I’ve spent hours trying to wrap my head around it all. Waiting with bated breath for Arson to retaliate. He knows I was at the warehouse. There’s no way he doesn’t. Not with the cameras he has set up. No, his response—or lack thereof—is purely psychological. A guy who’s crazy enough to pretend to be his twin brother in every single way proves that.

Between checking over my shoulder every second, I’m also trying to figure out what happened between them to cause such a rift, and where the hell I’m supposed to go from here. Aries’s life hangs in the balance, and Arson has the knife, with all the capability to end things.

The image of Aries in that cell haunts me. His long hair gone, his body thinner, his face bearded, and those familiar eyes hollowed by captivity.

I wish I could’ve stayed a little longer. That I could’ve found a way to get him out of that cell. Whatever Arson’s plan is, it can’t be good. I hate how useless I feel, knowing he’s been suffering this whole time, and no one had any inkling.

I have to find a way to help him, but first, I need answers.

Who is Arson? They are obviously twins. I just hadn’t realized that the brother who was supposedly dead was Aries’s twin. How could he stand to lose him all this time? Did he know he was still alive, or did Aries think he’d died too? So many questions and precious few answers.

It’s making me crazy.

I’ve considered all the available options. Asking my mother is out. Going to the police—likewise. Even if I told the police, it would get back to my mother, and after discovering what they’ve been keeping hidden from me this whole time, I can’t trust her.

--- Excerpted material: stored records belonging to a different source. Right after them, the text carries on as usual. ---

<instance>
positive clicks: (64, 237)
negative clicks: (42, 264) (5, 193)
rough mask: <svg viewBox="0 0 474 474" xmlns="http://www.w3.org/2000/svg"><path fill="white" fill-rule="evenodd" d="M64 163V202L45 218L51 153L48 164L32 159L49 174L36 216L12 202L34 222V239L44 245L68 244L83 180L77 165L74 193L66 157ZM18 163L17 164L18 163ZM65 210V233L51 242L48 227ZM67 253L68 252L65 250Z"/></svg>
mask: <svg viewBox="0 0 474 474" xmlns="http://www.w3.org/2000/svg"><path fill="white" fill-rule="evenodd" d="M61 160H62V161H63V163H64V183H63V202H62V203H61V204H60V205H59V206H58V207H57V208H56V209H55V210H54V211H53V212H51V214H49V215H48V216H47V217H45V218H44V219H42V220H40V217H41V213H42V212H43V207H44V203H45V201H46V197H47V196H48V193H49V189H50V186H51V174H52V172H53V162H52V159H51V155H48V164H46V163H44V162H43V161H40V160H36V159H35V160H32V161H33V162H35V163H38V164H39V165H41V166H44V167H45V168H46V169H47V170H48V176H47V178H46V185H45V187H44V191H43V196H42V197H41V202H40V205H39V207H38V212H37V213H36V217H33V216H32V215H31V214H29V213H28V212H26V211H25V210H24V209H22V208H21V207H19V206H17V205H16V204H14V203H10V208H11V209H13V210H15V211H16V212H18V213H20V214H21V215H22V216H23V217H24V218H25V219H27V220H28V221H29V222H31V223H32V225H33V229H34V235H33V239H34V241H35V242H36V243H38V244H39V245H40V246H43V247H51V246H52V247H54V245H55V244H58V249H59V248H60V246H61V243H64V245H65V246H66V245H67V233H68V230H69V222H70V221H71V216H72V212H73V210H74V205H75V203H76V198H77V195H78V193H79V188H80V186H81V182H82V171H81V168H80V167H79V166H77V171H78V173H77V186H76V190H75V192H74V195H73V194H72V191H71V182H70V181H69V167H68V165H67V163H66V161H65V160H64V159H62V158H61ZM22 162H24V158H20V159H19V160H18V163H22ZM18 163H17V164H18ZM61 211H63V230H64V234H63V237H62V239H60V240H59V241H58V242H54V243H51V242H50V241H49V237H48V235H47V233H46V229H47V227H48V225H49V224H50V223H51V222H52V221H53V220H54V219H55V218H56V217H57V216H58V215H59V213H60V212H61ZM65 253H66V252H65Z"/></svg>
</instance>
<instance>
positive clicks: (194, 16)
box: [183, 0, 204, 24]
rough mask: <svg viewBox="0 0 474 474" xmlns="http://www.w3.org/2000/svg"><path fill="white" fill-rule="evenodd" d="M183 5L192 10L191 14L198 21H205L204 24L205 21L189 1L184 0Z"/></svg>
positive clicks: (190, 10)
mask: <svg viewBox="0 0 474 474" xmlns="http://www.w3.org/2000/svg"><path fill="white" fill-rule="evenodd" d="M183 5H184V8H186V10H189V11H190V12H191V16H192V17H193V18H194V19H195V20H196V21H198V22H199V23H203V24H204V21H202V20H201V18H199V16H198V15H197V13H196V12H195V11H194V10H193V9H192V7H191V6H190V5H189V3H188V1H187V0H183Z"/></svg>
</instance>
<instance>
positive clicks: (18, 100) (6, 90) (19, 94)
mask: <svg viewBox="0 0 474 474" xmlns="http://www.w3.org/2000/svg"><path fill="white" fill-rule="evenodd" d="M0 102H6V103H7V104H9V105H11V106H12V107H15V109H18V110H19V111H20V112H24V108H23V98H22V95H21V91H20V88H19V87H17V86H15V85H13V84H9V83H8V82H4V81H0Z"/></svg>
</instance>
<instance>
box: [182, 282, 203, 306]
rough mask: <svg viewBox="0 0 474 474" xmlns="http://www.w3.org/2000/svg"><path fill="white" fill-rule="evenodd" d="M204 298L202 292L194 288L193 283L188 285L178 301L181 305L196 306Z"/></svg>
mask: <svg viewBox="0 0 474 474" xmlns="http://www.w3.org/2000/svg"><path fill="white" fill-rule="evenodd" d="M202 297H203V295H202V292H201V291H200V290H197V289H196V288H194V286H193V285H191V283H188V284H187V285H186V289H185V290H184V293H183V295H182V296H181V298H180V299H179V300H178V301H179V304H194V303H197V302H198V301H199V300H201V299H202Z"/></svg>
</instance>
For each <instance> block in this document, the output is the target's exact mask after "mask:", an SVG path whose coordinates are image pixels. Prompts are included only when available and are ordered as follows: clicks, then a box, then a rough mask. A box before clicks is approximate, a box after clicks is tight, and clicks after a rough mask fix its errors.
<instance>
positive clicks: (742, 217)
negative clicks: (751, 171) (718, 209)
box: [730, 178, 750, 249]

There’s no way she married their father without knowing about Arson. Something isn’t right. Everyone is keeping secrets, and I fucking hate being the last to know.

I don’t know what Arson’s motive is, but I do know that it has everything to do with Aries. And all roads point to revenge. The family’s solution to everything has always been to hide it, contain it, and pretend it doesn’t exist. I’ve seen it happen half a dozen times. Mother makes problems disappear so easily, you would think she’s a professional fixer.

If I had to guess, Arson became a problem at some point. This was before my mother married Richard. I know she worked for Hayes Pharmaceuticals when I was a child, but...that’s the only connection I can think of them having to one another.

The irony isn’t lost on me—I’ve spent years being treated as fragile, while they locked away someone they saw as dangerous. Two sides of the same coin: the invalid and the psychopath, both problems to manage.